There are other files in that directory, which are longer text files and originals, they are not needed by seq2seq training.
/org/dp/s2s_project/seq2seq/nmt_data/birdsOfEmpire/train$ ls -laht
total 26M
-rw-r--r-- 1 hizza hozza 8.9M Nov 12 21:23 put-all_birds.txt
-rw-r--r-- 1 hizza hozza 15M Nov 12 21:19 put-empire.txt
-rw-r--r-- 1 hizza hozza 99K Nov 12 21:12 put-all_words_empire_ascii.txt
-rw-r--r-- 1 hizza hozza 102K Nov 12 21:12 put-all_words_birds_ascii.txt
The contents of the 'dev' directory,
/org/dp/s2s_project/seq2seq/nmt_data/birdsOfEmpire/dev
This is for simultaneous current training texts that we wish to also train on. Our setup is simple and although we keep this function for multiple texts they are not used in the training, I have just copied the current training texts into the 'dev' training directory.
The training script is called 'train.sh', this will run training from the currently set up dataset and directory structure.
When it is training the output will look like -
INFO:tensorflow:global_step/sec: 13.5589
I0105 21:47:33.293308 139995953059648 basic_session_run_hooks.py:692] global_step/sec: 13.5589
INFO:tensorflow:loss = 1.3625761, step = 107700 (7.375 sec)

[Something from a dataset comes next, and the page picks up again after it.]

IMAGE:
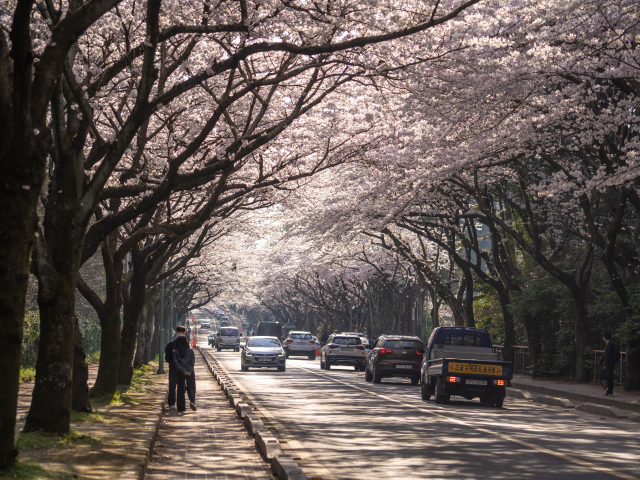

I0105 21:47:33.294406 139995953059648 basic_session_run_hooks.py:260] loss = 1.3625761, step = 107700 (7.375 sec)
You can stop the training with control-c, it is running in the foreground.
There are some warnings and errors, but they are not critical. For example -
>>2021-01-05 21:47:57.979252: W tensorflow/core/grappler/utils/graph_view.cc:830] No registered 'att_sum_dot' OpKernel for GPU devices compatible with node {{node model/att_seq2seq/decode/attention_decoder/decoder/while/attention/att_sum_dot}}. Registered: <no registered kernels>
This doesn't affect training.
The training text can be replaced with any 8-byte data and the system will still operate the same. The architecture is symbolic though, using a vocabulary list (which doesn't have to be text), so giving it waveforms would result is a very choppy signal. But giving it FFT data or midi seems like it would work.
//202101061254jesse
Last a note about changing the paths -
/org/dp/s2s_project/s2s_models/birdsOfEmpire/train_options.json
-
look for -
"vocab_source": "/org/dp/s2s_project/seq2seq/nmt_data/birdsOfEmpire/train/vocab.sources.txt", "vocab_target":"/org /dp/s2s_project/seq2seq/nmt_data/birdsOfEmpire/train/vocab.targets.txt"}
Don't know how to remove this at the moment - it is a structure in the original seq2seq code.